Microsoft on Wednesday announced a new chat-based workspace, Teams, in a move that will integrate Office into a Slack-like product.
"We see an opportunity to build a more open, a more fluid environment," said Kirk Koenigsbauer, corporate vice president of Office 365 client apps and services. "One that helps build a team culture that is both fun and inclusive, so everyone has a voice."
The application, which lets users talk to their co-workers, supports tabs for other Microsoft cloud services, like access to files and Skype video-conferencing. Teams also offers multifactor authentication and encryption. It works on desktop, Windows phone, iOS and Android, and is available Wednesday as a customer preview, or widely in the first quarter of 2017.
The interface, like Facebook, uses threaded posts with comments on them, and can integrate emojis, chat bots, Tweets, polls, and mark messages by importance.
Microsoft has deepened its push into social media over the past five years, purchasing Yammer for $1.2 billion in 2012, andLinkedIn for $26.2 billion earlier this year.
As consumers use messaging platforms for more tasks, such as hailing cars and making payments, messaging has also played an increasingly larger role in the workplace. Upstarts like Slack and Symphony have challenged the dominance of work email, like Microsoft's Outlook.

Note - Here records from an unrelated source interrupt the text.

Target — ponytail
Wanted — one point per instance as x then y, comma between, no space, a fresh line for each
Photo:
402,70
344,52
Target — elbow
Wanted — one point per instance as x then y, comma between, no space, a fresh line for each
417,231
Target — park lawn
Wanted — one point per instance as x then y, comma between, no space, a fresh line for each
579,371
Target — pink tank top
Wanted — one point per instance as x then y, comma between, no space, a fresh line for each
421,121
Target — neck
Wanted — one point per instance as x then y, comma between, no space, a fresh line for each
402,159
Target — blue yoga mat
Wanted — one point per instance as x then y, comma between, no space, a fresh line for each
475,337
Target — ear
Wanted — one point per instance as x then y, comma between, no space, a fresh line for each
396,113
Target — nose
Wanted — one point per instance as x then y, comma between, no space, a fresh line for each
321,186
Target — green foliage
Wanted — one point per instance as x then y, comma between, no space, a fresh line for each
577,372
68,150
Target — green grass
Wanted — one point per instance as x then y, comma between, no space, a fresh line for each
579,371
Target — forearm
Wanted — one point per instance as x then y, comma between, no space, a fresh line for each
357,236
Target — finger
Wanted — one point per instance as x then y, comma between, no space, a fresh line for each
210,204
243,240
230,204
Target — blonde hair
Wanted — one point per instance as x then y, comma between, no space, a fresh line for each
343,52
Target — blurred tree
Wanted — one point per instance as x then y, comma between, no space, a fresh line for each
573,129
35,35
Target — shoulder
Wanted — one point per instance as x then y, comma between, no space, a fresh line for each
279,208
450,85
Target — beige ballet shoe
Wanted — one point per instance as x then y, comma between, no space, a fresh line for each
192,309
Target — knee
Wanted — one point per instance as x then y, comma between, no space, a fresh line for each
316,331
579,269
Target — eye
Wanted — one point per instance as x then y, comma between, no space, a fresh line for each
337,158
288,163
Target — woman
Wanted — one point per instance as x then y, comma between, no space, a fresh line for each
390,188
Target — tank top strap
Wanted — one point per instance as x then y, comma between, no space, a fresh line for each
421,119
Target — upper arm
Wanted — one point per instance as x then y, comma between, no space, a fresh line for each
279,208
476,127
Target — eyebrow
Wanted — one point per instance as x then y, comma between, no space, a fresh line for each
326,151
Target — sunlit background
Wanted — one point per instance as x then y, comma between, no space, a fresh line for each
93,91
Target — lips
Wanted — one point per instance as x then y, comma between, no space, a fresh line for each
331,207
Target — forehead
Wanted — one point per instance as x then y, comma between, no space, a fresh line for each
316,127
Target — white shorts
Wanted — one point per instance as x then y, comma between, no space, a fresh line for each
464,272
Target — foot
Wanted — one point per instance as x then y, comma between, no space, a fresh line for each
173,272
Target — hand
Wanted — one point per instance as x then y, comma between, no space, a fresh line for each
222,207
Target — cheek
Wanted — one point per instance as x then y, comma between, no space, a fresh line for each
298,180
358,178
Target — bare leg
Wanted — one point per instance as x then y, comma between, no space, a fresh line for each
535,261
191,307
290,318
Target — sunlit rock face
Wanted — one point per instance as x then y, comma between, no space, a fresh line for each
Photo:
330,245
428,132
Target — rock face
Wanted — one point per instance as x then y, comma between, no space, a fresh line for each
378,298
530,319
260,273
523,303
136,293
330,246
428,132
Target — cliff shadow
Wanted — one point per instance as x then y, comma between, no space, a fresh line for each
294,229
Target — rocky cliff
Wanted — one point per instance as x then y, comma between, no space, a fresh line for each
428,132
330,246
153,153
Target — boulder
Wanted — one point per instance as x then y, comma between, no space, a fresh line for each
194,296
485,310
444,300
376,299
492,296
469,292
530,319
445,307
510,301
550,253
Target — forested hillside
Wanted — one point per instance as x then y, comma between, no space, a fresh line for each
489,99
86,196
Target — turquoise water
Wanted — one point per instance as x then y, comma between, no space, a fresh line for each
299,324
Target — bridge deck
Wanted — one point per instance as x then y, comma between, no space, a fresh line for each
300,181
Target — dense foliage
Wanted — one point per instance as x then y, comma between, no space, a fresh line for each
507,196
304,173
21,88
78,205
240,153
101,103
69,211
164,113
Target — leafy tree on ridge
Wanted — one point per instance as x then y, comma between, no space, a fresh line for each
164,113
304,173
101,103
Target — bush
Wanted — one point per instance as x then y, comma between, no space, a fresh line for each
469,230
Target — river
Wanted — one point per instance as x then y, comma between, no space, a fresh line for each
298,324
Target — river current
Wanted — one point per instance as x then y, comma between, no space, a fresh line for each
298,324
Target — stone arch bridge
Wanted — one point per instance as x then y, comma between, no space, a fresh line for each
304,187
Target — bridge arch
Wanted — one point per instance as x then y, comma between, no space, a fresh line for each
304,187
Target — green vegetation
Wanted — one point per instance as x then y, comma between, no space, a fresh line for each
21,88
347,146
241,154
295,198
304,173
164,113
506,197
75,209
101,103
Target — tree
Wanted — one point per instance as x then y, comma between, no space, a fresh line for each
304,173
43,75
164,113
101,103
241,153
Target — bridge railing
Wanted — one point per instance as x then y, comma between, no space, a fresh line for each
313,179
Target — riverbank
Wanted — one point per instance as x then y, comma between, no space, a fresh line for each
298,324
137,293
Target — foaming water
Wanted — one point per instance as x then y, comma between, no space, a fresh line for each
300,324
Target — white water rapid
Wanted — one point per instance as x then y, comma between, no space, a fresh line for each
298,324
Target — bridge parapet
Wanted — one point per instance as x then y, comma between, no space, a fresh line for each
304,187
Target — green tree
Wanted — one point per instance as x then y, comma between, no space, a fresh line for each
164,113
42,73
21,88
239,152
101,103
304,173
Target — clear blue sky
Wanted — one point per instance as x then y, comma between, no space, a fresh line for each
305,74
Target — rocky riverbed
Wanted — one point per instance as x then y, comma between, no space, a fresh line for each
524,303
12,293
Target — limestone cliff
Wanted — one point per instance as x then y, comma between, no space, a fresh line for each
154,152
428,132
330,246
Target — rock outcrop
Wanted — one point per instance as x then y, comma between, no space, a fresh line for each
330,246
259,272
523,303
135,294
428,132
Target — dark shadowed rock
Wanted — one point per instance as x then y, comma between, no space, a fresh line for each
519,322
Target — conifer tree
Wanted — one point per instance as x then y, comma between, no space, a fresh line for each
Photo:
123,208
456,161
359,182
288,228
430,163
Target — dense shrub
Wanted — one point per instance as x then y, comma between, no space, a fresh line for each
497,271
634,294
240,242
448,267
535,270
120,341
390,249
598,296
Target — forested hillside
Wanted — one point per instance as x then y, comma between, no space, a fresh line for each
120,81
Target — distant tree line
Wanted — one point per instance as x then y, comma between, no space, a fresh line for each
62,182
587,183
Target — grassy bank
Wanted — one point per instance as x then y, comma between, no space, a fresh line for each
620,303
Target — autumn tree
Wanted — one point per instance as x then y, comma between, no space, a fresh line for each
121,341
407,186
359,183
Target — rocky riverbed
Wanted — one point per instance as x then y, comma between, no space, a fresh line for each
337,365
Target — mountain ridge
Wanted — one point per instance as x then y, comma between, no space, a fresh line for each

Facebook has also released a workplace product.
Slack responded to the event in a full-page ad in the New York Times.
"We've spent tens of thousands of hours talking to customers and adapting Slack to find the grooves that match all those human quirks," the ad reads. "The internal transparency and sense of shared purpose that Slack-using teams discover is not an accident. Tiny details make big differences."